Creativity came into play for Dones’ construction projects as well, and in the 1990s he invented a proprietary method for repairing pipes with minimal surface disruption, which is now used by utility agencies in five states, according to his website. Dones told the San Francisco Chronicle in a late 1990s story about Bay Area businesses investing in Africa that invention runs in his family; his grandfather developed a horse-drawn plow used by Black farmers in South Africa to till rocky soil a century ago, he said.

He has continued his father’s legacy of political activism, co-authoring a victorious mid-1990s Oakland initiative that required the city to adjust race- and gender-based contracting and hiring programs regularly to ensure equitable policies. He also served on the Military Conversion and Reinvestment Commission, advocating for policies to promote female- and minority-owned firms competing for military base conversion projects.

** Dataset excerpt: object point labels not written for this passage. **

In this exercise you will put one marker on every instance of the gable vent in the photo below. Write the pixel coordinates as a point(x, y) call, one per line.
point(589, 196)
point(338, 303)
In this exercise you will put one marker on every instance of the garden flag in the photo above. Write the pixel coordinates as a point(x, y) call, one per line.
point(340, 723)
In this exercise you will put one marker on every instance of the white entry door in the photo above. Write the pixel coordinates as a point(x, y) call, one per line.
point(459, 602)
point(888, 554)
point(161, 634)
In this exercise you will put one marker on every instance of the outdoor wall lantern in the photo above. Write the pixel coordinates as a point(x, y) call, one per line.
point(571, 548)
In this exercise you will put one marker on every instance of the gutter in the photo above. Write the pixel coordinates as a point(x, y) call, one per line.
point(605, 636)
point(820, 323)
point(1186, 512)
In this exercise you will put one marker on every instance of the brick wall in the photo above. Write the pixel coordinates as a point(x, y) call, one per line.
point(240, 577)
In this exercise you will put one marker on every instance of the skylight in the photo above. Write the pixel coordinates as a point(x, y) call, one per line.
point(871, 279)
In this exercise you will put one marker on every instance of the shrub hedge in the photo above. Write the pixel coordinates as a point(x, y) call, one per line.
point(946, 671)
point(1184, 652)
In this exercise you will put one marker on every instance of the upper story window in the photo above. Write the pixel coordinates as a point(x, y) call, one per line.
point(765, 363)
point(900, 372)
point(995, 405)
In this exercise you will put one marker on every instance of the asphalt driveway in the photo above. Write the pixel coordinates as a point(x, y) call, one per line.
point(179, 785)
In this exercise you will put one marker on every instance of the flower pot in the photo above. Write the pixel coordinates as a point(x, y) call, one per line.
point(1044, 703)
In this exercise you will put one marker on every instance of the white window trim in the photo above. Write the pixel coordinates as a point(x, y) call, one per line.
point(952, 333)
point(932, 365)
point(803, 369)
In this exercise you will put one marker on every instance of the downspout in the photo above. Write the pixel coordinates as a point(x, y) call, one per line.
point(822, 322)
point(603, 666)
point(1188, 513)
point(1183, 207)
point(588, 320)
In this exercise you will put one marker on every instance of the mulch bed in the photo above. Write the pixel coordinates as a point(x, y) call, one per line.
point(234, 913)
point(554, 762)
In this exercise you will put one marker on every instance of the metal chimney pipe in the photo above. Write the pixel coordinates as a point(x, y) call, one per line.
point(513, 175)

Dones co-founded SUDA in 2000 with his father. When the company broke ground on the nearly 250,000-square-foot mixed use Thomas L. Berkeley Square in 2004, it helped bring his family’s story full circle. It also exemplified just how little had changed for Black developers and construction companies more than 50 years after his father first made his mark, he told the Business Times. 

“We have not yet, as Black contractors, been able to get back to that place, of constructing high-rise buildings on our own,” he said. “There was a moment of hope and expectation … but we still haven’t gotten back to that point.”